LNG, CNG and electric vehicles – what’s doing what
I cannot remember how many times I had the issue on the table. What’s better? CNG or LNG?
My answer is simple – none. Each one of them serves a different purpose and hence, they cannot be compared. They do coexist in a way.
But when we already talk about mobility, I would like to throw another contender in – electric vehicles as they roam the same streets and compete for the same motorists. Once again, only theoretically.
LNG and CNG are the same substance. Taken apart into its constituent pieces, both would be mixtures of gasses with a very heavy methane count. This is what we care about.
But why the different names if both are chemically identical?
Natural Gas is very bulky as any gas normally is. This means that it takes a lot of room. This also means that in its gaseous form, Natural Gas is not very energy dense as only a few molecules would be able to occupy a given space as compared to iron for example.
Vaporize iron and it would expand as well. To solve the dilemma and get some more oomph into some confined space, pressure is increased. That immediately reduces the space requirements of the gas enormously.
But it comes with a hitch. First, a pressure-resistant container is needed, and the more the pressure mounts (i.e. the more gas you want to get into the same space), the thicker the container wall would have to become as otherwise the pressure would make the container burst spilling its contents.
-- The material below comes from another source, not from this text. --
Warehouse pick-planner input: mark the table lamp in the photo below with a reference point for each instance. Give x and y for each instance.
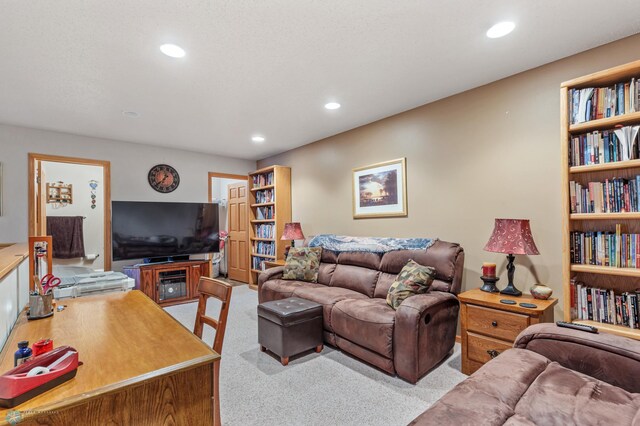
(292, 231)
(511, 236)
This is a receipt for very heavy containers as with wall thickness also the weight increases. Plus, it needs power to push all this gaseous matter into the small space. Compression becomes more energy intensive, the higher the pressure required. Very low pressures can be achieved with your lungs. But already at more than one bar, you feel the limits of this approach. A regular pump for a car wheel would provide single-digit bars of pressure.
CNG containers (for Compressed Natural gas) would have to withstand a whopping 200 bars and the compressors filling them would have to be a bit bigger than your good old tire pump.
Last but certainly not least, it takes time to fill a container with compressed gas and the range of the vehicle running on it will certainly be in the city zipper area rather than the realm of the Marathonists.
LNG on the other side is just the same old Natural gas, but it has been cooled down to minus 161 degrees Celsius when it drops liquid at atmospheric pressure. As a liquid, it looks much like water as it’s odorless and colorless.
Liquefying the gas does not alter its chemical structure which means that when one turns it back into a gas, he just has back what he had before – Natural Gas.
But liquefying it also reduces the volume of the gas by a factor of about 600 which means that a simple container that would only have to be shielded from outside temperatures, would be able to contain 600 times as much gas as it would be able to contain Natural Gas.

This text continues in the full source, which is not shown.